How to Create “Atmosphere” Around a Back-lit Tree

11.30.11 | Comment Below

I like to peruse the galleries and postings of several Internet forums to admire photographs, see how other photographers approach a subject, and gain general knowledge of techniques as well as inspiration when going out on my own.

Yesterday I came across an original and truly unique way to create “atmosphere” when photographing a back-lit tree. Often we rely on lingering fog or heavy morning mist to provide something that sunlight will hit to produce the ethereal look we’re after. But what is a photographer to do if there is no fog, if the humidity is low, or if there simply is nothing in the atmosphere to reflect sunlight?

One ingenious photographer found a novel solution. Get a battery-powered leaf blower and the largest sack of flour you can carry, go behind the tree you want to envelop in dazzling sun beams, and use the leaf blower to spray the flour as high as possible to create a “flour fog” around the tree. This will definitely give the sunlight something to strike in the atmosphere, and when you quickly run around to the other side of the tree where you had previously set up your camera (flour is denser than mist, so you have to work relatively fast), the tree will be surrounded by an atmosphere like nothing you’ve seen before.
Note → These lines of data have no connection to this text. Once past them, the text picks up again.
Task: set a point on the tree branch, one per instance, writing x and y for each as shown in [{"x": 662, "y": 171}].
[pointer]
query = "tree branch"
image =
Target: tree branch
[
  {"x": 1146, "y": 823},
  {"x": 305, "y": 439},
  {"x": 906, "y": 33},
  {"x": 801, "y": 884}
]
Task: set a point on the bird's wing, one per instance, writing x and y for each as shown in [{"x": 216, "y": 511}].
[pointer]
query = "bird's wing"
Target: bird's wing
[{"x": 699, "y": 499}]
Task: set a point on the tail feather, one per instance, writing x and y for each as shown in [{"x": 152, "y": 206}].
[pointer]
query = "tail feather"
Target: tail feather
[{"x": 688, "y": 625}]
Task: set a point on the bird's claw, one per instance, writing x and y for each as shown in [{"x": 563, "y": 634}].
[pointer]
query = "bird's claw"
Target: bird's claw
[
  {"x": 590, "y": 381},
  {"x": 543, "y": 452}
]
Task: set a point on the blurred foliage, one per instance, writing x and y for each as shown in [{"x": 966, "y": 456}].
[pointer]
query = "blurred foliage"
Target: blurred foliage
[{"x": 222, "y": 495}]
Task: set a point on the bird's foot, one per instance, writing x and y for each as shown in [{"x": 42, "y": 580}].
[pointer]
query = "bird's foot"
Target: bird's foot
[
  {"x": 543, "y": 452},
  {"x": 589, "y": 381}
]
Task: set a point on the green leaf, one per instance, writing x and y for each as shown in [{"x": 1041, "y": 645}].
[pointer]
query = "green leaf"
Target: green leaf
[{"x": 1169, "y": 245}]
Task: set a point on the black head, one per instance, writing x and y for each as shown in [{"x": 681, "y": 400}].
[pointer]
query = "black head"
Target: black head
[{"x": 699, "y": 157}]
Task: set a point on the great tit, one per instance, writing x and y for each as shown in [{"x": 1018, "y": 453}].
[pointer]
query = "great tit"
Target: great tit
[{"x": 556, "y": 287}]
If the settling flour starts to coat some of the adjacent plants and create a white film, a backpack sprayer filled with water can quickly clean the plants sufficiently to remove the “snow in summer” effects caused by the flour.

This technique is best applied on a calm day. Whether you want to try this in a national or local park or other location where numbers of people pass by is debatable. It has not yet been proven, but I strongly suspect that park administrators will be less impressed with your ingenuity than with the mess that it will cause. You could try arguing that flour is a food source for little critters, but most places frown on visitors feeding the wildlife.

Still, for sheer originality, you’ve got to hand it to the photographer who first thought “What if…” when walking down the aisle of a grocery store.